Teams, Competence, and Safety in Surgery


Surgery and health care, in general, depends on quality teamwork. Highly functioning teams are not born but are built. In high-functioning and effective teams, members have a shared understanding of purpose, the system(s) in which they are to function, and the cultural norms that define acceptable behavior. The accomplishments of a team exceed the accomplishments of its members. A team learns and exhibits collective competence.

The purpose of this chapter is to describe characteristics of expert teams, and the sociocultural environment and systems in which teams function in the context of surgical safety. It discusses aspects of both technical and nontechnical aspects of surgical performance using clinical examples from experience in British Columbia.

Expert Teams

Every day, we see expert teams working, whether they are astronauts working together on the international space station using the CanadaArm to launch or retrieve satellites, construction workers building the next skyscraper, our favorite sports team, or emergency responders. In each situation, a group of individuals, each with specific skills, have come together to perform a task, a task that any one member would not be able to achieve on her or his own.

The concepts underpinning expertise in teams and team behavior have only recently been studied in medicine. The need for effective teamwork and effective communication has been recognized by many reports and reports describing the safety of health care around the world, such as the Canadian Adverse Event Study and the report on Adverse Events among Children in Canadian Hospitals. These reports and others, such as To Err Is Human and Crossing the Quality Chasm, have surfaced the concrete connection between teamwork and increased patient safety and quality of care. Moreover, they highlighted the many contributing factors that facilitate quality human and team performance in health care.

What Is a Team and What Does It Do?

A team can be defined as a group of two or more individuals who share a common goal, composed of members, each having specific skills and roles to perform in order to attain a known goal successfully. Team members rely upon each other. Teams as a whole and their members adapt to changes in the context or situation in which they find themselves. Baker and colleagues describe these characteristics as the “specific knowledge, skills, and attitudes” that team members must possess.

Effective teams embody a collective approach and action, composed of interdependent tasks to achieve the goal. The members of a team and the team possess specialized knowledge and skills, and make decisions and trade-offs while executing the collective action. They learn from experience so that performance can be improved. Often, teams work under conditions of high demand and stress, and in situations where the consequences of failure can be profound such as in health care.

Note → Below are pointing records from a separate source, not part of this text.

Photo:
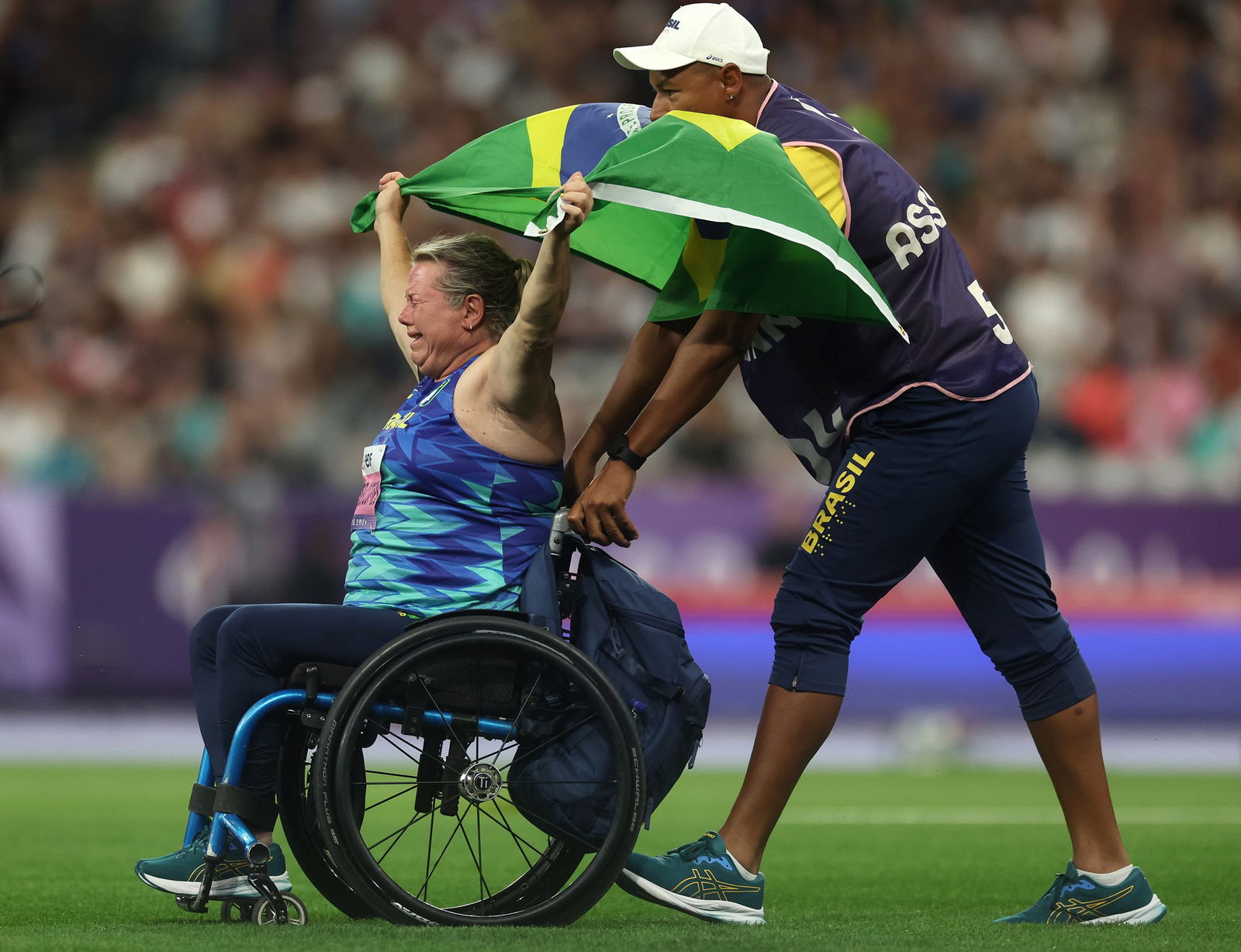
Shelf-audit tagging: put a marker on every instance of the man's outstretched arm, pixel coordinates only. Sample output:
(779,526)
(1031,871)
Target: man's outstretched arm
(699,368)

To be most effective, a team must be directed by a common and understood goal. To achieve that goal, the members must share a common mental model of both the goal and the task(s) required to achieve it. “When teammates hold similar cognitive representations, they are better able to anticipate one another's needs and actions, to engage in more efficient searches for information, to jointly interpret cues in their environments, and to negotiate solutions to problems encountered.” Members share a “team orientation”; “we can only achieve our goal together, otherwise we fail.”

To build the team orientation, members must establish mutual trust. This is done by training and working together, supporting each other and learning from experience as they participate in the authentic situations that the team is intended to address. They know each other and the tasks. They monitor each other's performance and provide backup support when needed. They are effective verbal and nonverbal communicators, balancing voicing and listening.

What teams do, specifically the “activity of working together,” has been described by Edmonson as “teaming”. Teaming is “a dynamic state, not a bounded static entity.” “Teaming blends relating to people, listening to other points of view, coordinating actions and making shared decisions. Effective teaming requires everyone to remain vigilantly aware of others needs, roles and perspectives.” Teaming embodies cognitive and affective skills in the members and the team. It does not require a stable structure. Teaming is the “engine of organizational learning.” Through “repetitive cycles of communication, decision making, action and reflection, with each cycle informed by the result of the previous cycles until the outcomes are achieved.” During this process, the differences between the knowledge and skills of members become clear, effective communication leads to improved coordination, and effective interdependent actions develop.

Effective teams are competent; their members are competent at the individual level and the team is collectively competent. Commonly, individual competence is conceived of as a quality that the person develops, acquires, or possesses; a state achieved. Collective competence differs; it is a characteristic of a team. It is only achieved by participating in the authentic situations that the team is intended to address. Team competence is distributed across the network of individuals and is consistently evolving because of the interconnecting behaviors enacted in time and space between the members of the team.

Characteristics of Effective Team Members

Clarke has described the characteristics that effective members in health care teams possess. These include an individual commitment to safety combined with the ability to effectively communicate (accurately, unambiguously so that the meaning is understood). Team members make sense of the situation as it unfolds while attending to his or her own activities and those of others. The individual's tasks are known, understood, and rehearsed. Backup plans are developed and contingencies formulated for when they might be needed.